= Holford Bonds =

Series of real estate bonds in Arkansas, US

The Holford Bonds were a series of real estate bonds that have their roots in the founding of the state and created political turmoil in Arkansas as late as 1906.

==History==
Arkansas joined the union in 1836 right on the eve of the panic of 1837. The original Arkansas State Constitution called for the creation of two banks. The State Bank of Arkansas, meant to loan money to individuals, and the Real Estate Bank of Arkansas, which was a land grant bank typical of those seen in other states such as Florida and Mississippi at the time. The two banks were chartered during the first legislative session and opened for business in 1838, but by 1840 the State bank had failed. Its bonds were then issued to the Real Estate bank.

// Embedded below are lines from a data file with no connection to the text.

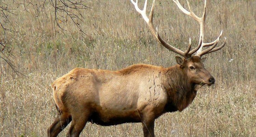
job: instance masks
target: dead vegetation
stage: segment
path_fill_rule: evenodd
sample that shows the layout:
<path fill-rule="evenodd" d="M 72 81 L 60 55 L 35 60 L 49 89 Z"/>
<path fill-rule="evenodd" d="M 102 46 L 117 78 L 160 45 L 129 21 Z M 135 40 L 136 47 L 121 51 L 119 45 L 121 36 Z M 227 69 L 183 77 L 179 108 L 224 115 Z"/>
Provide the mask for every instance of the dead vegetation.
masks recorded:
<path fill-rule="evenodd" d="M 190 2 L 197 14 L 201 13 L 202 2 Z M 27 77 L 14 74 L 0 59 L 4 74 L 0 88 L 0 136 L 46 136 L 57 113 L 50 85 L 75 67 L 116 70 L 138 63 L 164 67 L 176 64 L 176 55 L 152 39 L 129 1 L 84 3 L 94 9 L 83 11 L 84 22 L 75 22 L 89 36 L 79 32 L 76 25 L 60 21 L 66 31 L 55 35 L 54 14 L 35 17 L 37 11 L 30 5 L 26 7 L 29 12 L 19 7 L 19 14 L 10 18 L 18 32 L 10 34 L 13 63 Z M 172 1 L 156 4 L 155 24 L 160 23 L 161 16 L 166 19 L 159 26 L 162 38 L 184 50 L 191 37 L 192 46 L 196 46 L 198 24 Z M 220 28 L 228 41 L 221 51 L 208 55 L 205 63 L 215 78 L 215 85 L 199 90 L 182 112 L 157 119 L 156 136 L 256 135 L 256 2 L 209 0 L 208 4 L 212 8 L 207 11 L 205 39 L 215 39 Z M 44 6 L 44 12 L 52 13 L 52 8 L 47 8 L 52 6 L 49 2 L 46 1 Z M 0 50 L 3 48 L 0 45 Z M 142 136 L 141 126 L 88 123 L 81 135 Z M 65 136 L 67 129 L 60 135 Z"/>

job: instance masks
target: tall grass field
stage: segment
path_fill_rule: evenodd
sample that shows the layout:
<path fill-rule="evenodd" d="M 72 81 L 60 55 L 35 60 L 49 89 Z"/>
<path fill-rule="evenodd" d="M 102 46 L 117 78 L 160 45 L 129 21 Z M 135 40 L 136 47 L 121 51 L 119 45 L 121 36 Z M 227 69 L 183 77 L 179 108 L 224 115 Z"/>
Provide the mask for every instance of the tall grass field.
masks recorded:
<path fill-rule="evenodd" d="M 23 0 L 21 1 L 23 1 Z M 32 3 L 41 2 L 32 0 Z M 180 0 L 188 8 L 186 1 Z M 256 136 L 256 1 L 208 0 L 205 42 L 227 37 L 225 47 L 204 56 L 205 68 L 216 80 L 203 87 L 182 112 L 157 119 L 157 136 Z M 150 9 L 152 1 L 148 2 Z M 203 0 L 189 0 L 202 15 Z M 12 1 L 5 1 L 11 4 Z M 144 1 L 139 0 L 140 7 Z M 31 4 L 18 7 L 10 18 L 17 32 L 8 36 L 14 64 L 25 76 L 14 73 L 0 59 L 4 75 L 0 84 L 0 136 L 45 136 L 57 116 L 51 83 L 76 67 L 116 70 L 144 63 L 168 67 L 177 55 L 152 36 L 130 1 L 85 0 L 93 9 L 82 11 L 77 24 L 68 18 L 54 30 L 54 9 L 48 1 L 35 17 Z M 17 8 L 16 7 L 15 8 Z M 198 23 L 172 0 L 157 0 L 154 22 L 167 42 L 184 51 L 199 39 Z M 148 13 L 149 11 L 148 11 Z M 0 36 L 3 37 L 2 30 Z M 70 125 L 59 134 L 65 136 Z M 142 136 L 141 123 L 102 126 L 88 122 L 81 136 Z"/>

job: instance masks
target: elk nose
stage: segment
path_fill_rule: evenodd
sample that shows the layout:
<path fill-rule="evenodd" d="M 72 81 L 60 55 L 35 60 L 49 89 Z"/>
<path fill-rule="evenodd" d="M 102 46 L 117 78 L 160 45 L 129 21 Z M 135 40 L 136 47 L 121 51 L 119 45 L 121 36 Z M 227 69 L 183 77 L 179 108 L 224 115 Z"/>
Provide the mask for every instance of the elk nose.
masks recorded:
<path fill-rule="evenodd" d="M 211 78 L 210 79 L 209 79 L 209 82 L 212 84 L 214 84 L 214 82 L 215 82 L 215 79 L 214 79 L 214 78 L 213 77 Z"/>

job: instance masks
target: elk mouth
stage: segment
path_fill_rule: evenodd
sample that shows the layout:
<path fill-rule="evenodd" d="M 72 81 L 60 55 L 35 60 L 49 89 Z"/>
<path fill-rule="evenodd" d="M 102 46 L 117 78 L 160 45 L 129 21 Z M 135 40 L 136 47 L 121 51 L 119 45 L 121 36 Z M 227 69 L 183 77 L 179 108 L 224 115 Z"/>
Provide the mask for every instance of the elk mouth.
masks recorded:
<path fill-rule="evenodd" d="M 199 85 L 201 85 L 201 86 L 202 86 L 203 85 L 205 85 L 206 86 L 211 86 L 212 85 L 212 84 L 205 83 L 202 82 L 201 82 L 201 83 L 200 83 L 200 84 Z"/>

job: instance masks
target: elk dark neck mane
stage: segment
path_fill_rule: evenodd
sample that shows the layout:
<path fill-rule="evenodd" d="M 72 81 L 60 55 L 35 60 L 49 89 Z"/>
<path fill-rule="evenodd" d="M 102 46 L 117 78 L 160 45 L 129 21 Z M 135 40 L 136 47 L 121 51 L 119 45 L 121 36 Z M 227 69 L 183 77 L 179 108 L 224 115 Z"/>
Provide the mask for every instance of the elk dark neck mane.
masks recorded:
<path fill-rule="evenodd" d="M 197 91 L 185 73 L 179 65 L 167 68 L 164 72 L 163 83 L 168 96 L 165 108 L 167 112 L 181 111 L 190 104 Z"/>

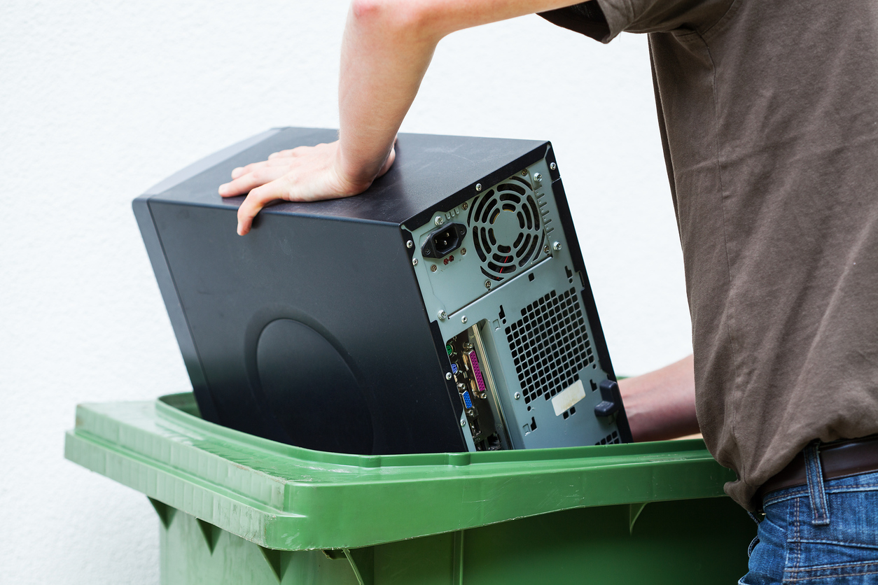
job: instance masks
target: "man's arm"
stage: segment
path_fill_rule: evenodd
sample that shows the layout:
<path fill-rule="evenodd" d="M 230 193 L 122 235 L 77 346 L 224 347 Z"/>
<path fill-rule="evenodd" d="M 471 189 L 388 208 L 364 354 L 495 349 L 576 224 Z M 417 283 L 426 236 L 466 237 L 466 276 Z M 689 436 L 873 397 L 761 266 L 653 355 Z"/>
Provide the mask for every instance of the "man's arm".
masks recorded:
<path fill-rule="evenodd" d="M 236 168 L 224 197 L 249 193 L 238 233 L 275 199 L 356 195 L 393 163 L 393 141 L 439 40 L 455 32 L 576 4 L 571 0 L 354 0 L 342 45 L 339 139 Z"/>
<path fill-rule="evenodd" d="M 699 432 L 692 356 L 619 381 L 635 441 L 660 441 Z"/>

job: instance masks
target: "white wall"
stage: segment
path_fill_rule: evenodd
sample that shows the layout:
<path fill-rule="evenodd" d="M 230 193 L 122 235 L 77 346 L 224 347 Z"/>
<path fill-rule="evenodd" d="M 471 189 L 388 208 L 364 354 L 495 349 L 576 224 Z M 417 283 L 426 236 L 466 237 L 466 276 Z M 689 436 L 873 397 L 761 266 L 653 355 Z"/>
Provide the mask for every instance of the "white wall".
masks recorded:
<path fill-rule="evenodd" d="M 189 388 L 130 202 L 269 127 L 335 126 L 345 13 L 4 3 L 3 582 L 158 581 L 147 499 L 62 459 L 77 403 Z M 458 32 L 403 130 L 552 140 L 616 371 L 691 351 L 644 38 L 603 46 L 535 16 Z"/>

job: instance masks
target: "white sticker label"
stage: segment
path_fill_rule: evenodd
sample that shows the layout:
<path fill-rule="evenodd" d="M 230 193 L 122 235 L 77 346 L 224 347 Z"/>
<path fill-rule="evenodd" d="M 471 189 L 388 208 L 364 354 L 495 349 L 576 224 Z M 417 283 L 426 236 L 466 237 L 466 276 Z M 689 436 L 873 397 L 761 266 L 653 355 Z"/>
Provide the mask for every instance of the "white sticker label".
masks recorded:
<path fill-rule="evenodd" d="M 567 387 L 567 389 L 555 395 L 551 405 L 555 409 L 555 416 L 560 417 L 565 410 L 586 397 L 586 389 L 581 380 L 577 380 Z"/>

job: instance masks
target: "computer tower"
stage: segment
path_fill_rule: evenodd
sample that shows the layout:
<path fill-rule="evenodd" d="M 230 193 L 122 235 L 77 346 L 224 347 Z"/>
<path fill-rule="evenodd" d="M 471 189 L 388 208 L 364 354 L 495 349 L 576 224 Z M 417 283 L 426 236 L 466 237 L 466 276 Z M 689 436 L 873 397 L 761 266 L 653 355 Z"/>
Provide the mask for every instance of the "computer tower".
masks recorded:
<path fill-rule="evenodd" d="M 400 134 L 366 192 L 235 233 L 233 168 L 335 137 L 273 129 L 133 202 L 202 416 L 363 454 L 630 441 L 551 145 Z"/>

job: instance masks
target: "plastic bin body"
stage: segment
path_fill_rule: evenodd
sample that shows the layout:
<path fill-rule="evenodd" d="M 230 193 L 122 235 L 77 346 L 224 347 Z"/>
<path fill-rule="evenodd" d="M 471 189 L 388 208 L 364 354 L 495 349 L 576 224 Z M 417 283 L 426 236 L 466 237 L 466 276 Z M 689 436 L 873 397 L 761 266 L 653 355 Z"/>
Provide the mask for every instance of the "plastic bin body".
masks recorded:
<path fill-rule="evenodd" d="M 81 405 L 65 453 L 149 496 L 167 585 L 733 583 L 755 534 L 701 440 L 345 455 L 175 395 Z"/>

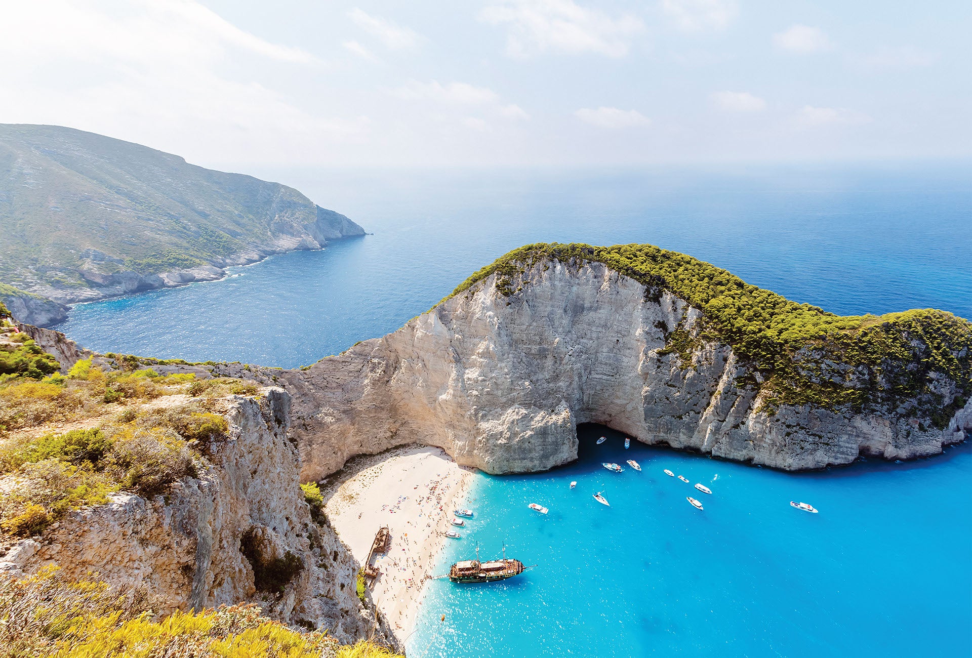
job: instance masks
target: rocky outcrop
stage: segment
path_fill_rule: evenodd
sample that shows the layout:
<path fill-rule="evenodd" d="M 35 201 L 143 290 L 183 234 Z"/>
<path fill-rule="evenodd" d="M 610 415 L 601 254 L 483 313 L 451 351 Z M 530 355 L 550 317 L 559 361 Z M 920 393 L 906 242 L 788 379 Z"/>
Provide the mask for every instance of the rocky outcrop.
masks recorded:
<path fill-rule="evenodd" d="M 5 287 L 7 288 L 7 287 Z M 41 327 L 51 327 L 67 319 L 68 306 L 37 294 L 26 293 L 0 293 L 0 302 L 7 305 L 15 318 Z"/>
<path fill-rule="evenodd" d="M 42 327 L 63 304 L 213 281 L 364 234 L 285 185 L 52 125 L 0 123 L 0 281 L 47 297 L 8 305 Z"/>
<path fill-rule="evenodd" d="M 110 582 L 144 583 L 162 612 L 253 601 L 342 641 L 391 640 L 357 597 L 350 551 L 311 519 L 287 439 L 290 397 L 272 388 L 234 397 L 226 416 L 228 435 L 205 450 L 209 466 L 198 477 L 165 496 L 117 494 L 70 512 L 42 537 L 16 544 L 0 570 L 56 563 L 74 577 L 97 571 Z"/>
<path fill-rule="evenodd" d="M 787 470 L 933 455 L 972 430 L 968 406 L 944 431 L 811 405 L 770 413 L 729 345 L 668 349 L 675 328 L 702 317 L 671 293 L 600 262 L 497 276 L 309 369 L 260 374 L 295 398 L 304 479 L 412 442 L 490 473 L 543 470 L 576 458 L 578 423 Z"/>
<path fill-rule="evenodd" d="M 46 329 L 26 323 L 17 322 L 17 328 L 22 333 L 30 336 L 42 350 L 52 355 L 60 364 L 60 371 L 67 372 L 71 366 L 82 359 L 92 356 L 90 350 L 78 347 L 78 343 L 69 339 L 60 331 Z"/>

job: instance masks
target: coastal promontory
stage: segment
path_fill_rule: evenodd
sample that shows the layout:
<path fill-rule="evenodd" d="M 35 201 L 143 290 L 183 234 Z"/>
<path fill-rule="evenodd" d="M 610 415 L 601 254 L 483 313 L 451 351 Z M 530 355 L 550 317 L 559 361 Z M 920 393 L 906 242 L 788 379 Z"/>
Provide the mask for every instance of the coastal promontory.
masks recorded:
<path fill-rule="evenodd" d="M 279 183 L 73 128 L 0 124 L 0 300 L 22 322 L 364 234 Z"/>
<path fill-rule="evenodd" d="M 490 473 L 576 458 L 576 426 L 801 470 L 934 455 L 972 429 L 972 325 L 842 317 L 650 245 L 537 244 L 398 331 L 295 370 L 302 477 L 422 443 Z"/>

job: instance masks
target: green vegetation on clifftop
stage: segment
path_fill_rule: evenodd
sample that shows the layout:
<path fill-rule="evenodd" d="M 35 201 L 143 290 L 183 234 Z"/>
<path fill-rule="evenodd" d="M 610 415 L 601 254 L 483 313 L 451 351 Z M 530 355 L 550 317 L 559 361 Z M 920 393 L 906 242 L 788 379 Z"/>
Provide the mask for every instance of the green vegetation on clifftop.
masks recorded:
<path fill-rule="evenodd" d="M 763 380 L 759 385 L 750 375 L 740 383 L 761 386 L 770 412 L 783 404 L 883 410 L 943 429 L 972 396 L 972 323 L 966 320 L 934 309 L 839 316 L 651 245 L 527 245 L 475 272 L 449 297 L 494 273 L 497 290 L 513 295 L 529 267 L 552 260 L 578 267 L 602 262 L 646 286 L 649 298 L 668 291 L 703 311 L 691 330 L 664 328 L 669 344 L 662 353 L 679 354 L 684 362 L 703 342 L 729 344 Z"/>

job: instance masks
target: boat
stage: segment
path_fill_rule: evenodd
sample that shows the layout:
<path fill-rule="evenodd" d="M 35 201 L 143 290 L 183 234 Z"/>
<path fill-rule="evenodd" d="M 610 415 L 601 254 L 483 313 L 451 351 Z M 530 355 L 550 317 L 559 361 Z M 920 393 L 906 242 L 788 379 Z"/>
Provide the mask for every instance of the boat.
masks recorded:
<path fill-rule="evenodd" d="M 817 513 L 816 508 L 807 502 L 793 502 L 793 501 L 790 501 L 790 505 L 796 507 L 797 509 L 802 509 L 805 512 L 810 512 L 812 514 Z"/>
<path fill-rule="evenodd" d="M 537 565 L 533 565 L 536 567 Z M 493 582 L 505 580 L 519 575 L 531 567 L 524 567 L 519 560 L 506 558 L 506 549 L 503 550 L 503 558 L 490 562 L 479 562 L 479 549 L 476 549 L 475 560 L 457 562 L 449 569 L 449 580 L 452 582 Z"/>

The Real Estate bank was unable to sell the bonds but was able to use them as collateral for $121,000 loan with the North American Banking and Trust Company of New York. The legality of this was questionable because they were being used below their face value, which was against the original bonds condition. Without waiting for the state to redeem the loan, and in a breach of good faith the bonds were sold to James Holford, a banker in London, England, for $325,000. Then after they were known as "The Holford Bonds". The New York trust company would soon fail having stolen over $200,000 from the state of Arkansas through this deal. Holford then sought to make back the money by suing the state of Arkansas for $250,000, filing in both Arkansas and New York.

Then the Real Estate bank failed and the ownership of the bonds was transferred to the state. The question then became whether or not the state was legally obligated to refund these bonds at face value or even at all since they were now surrounded by legally questionable deals and bad faith. The ordeal turned the state against banking, and an amendment was added to the constitution in 1846 prohibiting the state from chartering another bank.

In the reconstruction era, the issue of refunding the bonds along with the infrastructure bills was the centerpiece of Republican policy. The bonds were tied up in a lot of real estate in the state and the carpetbagger government was looking for ways to fund infrastructure projects, many of which turned out to be phony ways to funnel money into their own pockets. The Arkansas legislature passed laws to refund the bonds on April 6, 1869 with 30 years interest. Afterward they were contested on the grounds of there being fraud and breach of faith in their sale by the trust company. Governor Baxter's veto of a refunding bill that included the Holford bonds would tip off the Brooks-Baxter War in 1874. It wasn't until 1884 that the Fishback Amendment, named for its author William M. Fishback of Fort Smith, Arkansas, was passed prohibiting their payment, and added to the Constitution of Arkansas.